The council is led by the mayor of Buller, who is currently . There are also ten ward councillors, two representing Seddon Ward, six representing Westport Ward, and two representing Inangahua Ward.

Composition

Westport Ward has six councilors: Deputy Mayor Sharon Roche, Robyn Nahr, Joanne Howard, Grant Weston, Margaret Montgomery and Phil Rutherford. Inangahua Ward has two councillors: Dave Hawes and John Bougen.
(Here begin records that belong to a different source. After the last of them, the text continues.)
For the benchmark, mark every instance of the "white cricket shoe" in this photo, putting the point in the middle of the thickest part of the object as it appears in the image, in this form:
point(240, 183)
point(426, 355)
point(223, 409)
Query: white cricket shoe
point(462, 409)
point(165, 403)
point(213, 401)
Seddon Ward has two councillors: Rosalie Sampson and Martin Hill.

There is also a non-elected Māori Portfolio Councillor, Francois Tumahai.
 
Inangahua Community Board has six members: Alun Bollinger, Linda Webb, Ina Lineham, Cory Aitken, Dave Hawes	and John Bougen.

History

The council was formed in 1989, replacing Buller County Council (1876-1989) and Westport County Council (1873-1989).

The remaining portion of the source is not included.